2. Beware of frayed cords and loose plugs. Inform your instructor.
3. Be careful when turning the nosepiece and when focusing that an
objective lens does not hit the slide or stage. This can break the slide
and damage the objective lens.
4. Clean the lenses with lens paper. Never use paper towels, tissues,
cloth, etc. They are abrasive and scratch the lenses.
5. Be sure to remove the slide from the microscope before returning it
to the microscope cabinet. Again, carry it carefully.
Orientation
1. Obtain an "e" slide from the supply table.

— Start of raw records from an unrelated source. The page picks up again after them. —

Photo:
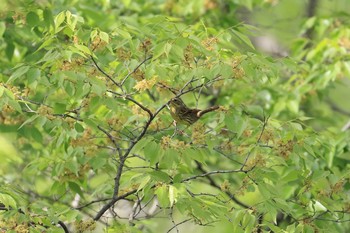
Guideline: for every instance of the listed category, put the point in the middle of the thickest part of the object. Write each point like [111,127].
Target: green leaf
[18,73]
[153,152]
[144,182]
[2,28]
[32,19]
[173,194]
[243,38]
[141,144]
[97,162]
[75,188]
[8,201]
[104,36]
[78,127]
[160,176]
[59,19]
[83,49]
[48,18]
[162,195]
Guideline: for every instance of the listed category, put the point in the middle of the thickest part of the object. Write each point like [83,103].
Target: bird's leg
[175,130]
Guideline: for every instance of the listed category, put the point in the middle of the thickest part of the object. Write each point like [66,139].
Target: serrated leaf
[173,193]
[83,49]
[143,183]
[104,36]
[59,19]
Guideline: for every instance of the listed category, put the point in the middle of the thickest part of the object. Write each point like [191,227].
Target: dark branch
[134,70]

2. Using the coarse focus knob, move the stage downward so that you
have room to place the slide on the stage. Position the slide so that the
"e" is directly above the condenser, in the center of the hole in the stage
and facing you with the "e" right side up. Check that the condenser is
approximately 1/8" below the stage; use the condenser lens adjustment
if necessary.
3. Rotate the nosepiece to position the scanning (3.5x) objective above
the "e". Carefully raise the stage as high as possible without hitting the
objective - you should be looking directly at the lens and stage, not
through the eyepiece.
4. Now turn on the light source and look through the eyepiece. Adjust
the condenser iris diaphragm to give a comfortable light intensity.
5. Bring the "e" into focus by turning the coarse, then fine, focus knobs.
The stage will move away from the lens (if you raised the stage as
directed in step 3), so you don't have to worry about the lens hitting the
slide.
6. Experiment with the condenser iris diaphragm. Open it to let fairly
intense light through, then slowly close it. What effect does closing the
diaphragm have on the quality of the image?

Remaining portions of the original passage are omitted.